Internauta zwraca uwagę, że w niektórych punktach w lasach nadleśnictwo zamontowało kamery, by łatwiej było namierzać śmieciarzy. - Do takich leszczy trafia się po numerach rejestracyjnych, dostają solidne kary. Tereny należą do gmin. Największe wysypiska, gdzie można znaleźć stare telewizory, gruz, kible, są w bocznych dróżkach. Skandal! – pisze zbulwersowany internauta.

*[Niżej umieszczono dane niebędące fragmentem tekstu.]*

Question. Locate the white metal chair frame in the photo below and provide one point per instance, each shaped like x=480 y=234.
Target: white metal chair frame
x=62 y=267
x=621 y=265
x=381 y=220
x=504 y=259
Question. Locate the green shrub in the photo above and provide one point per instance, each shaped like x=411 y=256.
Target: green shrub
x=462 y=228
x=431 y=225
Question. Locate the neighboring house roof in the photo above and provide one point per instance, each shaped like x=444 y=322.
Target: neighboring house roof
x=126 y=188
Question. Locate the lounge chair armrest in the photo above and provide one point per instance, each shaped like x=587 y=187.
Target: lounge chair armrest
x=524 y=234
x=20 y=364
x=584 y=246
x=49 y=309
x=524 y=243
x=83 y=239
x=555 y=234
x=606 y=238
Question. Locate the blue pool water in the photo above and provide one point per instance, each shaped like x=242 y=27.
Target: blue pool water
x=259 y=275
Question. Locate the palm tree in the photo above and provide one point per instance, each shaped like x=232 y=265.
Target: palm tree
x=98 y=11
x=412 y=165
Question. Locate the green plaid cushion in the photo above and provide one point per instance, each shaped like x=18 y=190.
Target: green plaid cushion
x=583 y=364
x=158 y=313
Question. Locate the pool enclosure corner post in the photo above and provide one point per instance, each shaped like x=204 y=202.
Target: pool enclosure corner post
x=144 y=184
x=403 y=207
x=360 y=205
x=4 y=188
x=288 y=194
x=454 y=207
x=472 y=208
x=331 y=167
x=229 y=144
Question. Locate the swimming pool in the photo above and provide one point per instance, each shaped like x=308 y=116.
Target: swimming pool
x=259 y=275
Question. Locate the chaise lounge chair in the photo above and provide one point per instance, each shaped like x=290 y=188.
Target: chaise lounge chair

Jak zmusić (czy raczej skłonić) ludzi, by nie zostawiali po sobie bałaganu, zwłaszcza w lasach? Wydaje się, że na razie działa jedynie groźba kary i społecznego ostracyzmu. Kilka dni temu jeden z internautów umieścił na swoim facebook'owym profilu zdjęcie, na którym widać porozrzucane śmieci w lesie nieopodal Karlina. Wśród odpadów mężczyzna znalazł fakturę za płytki, na której znajdowały się personalia osoby, która prawdopodobnie te śmieci wyrzuciła. Jak podał internauta, sprawcą miał być niejaki Rafał C. z Piotrkowa, któremu mężczyzna postawił ultimatum: albo śmieci zostaną posprzątane, albo sprawą zajmą się odpowiednie służby. Po publikacji postu, w internecie zawrzało. Śmieci wkrótce zniknęły.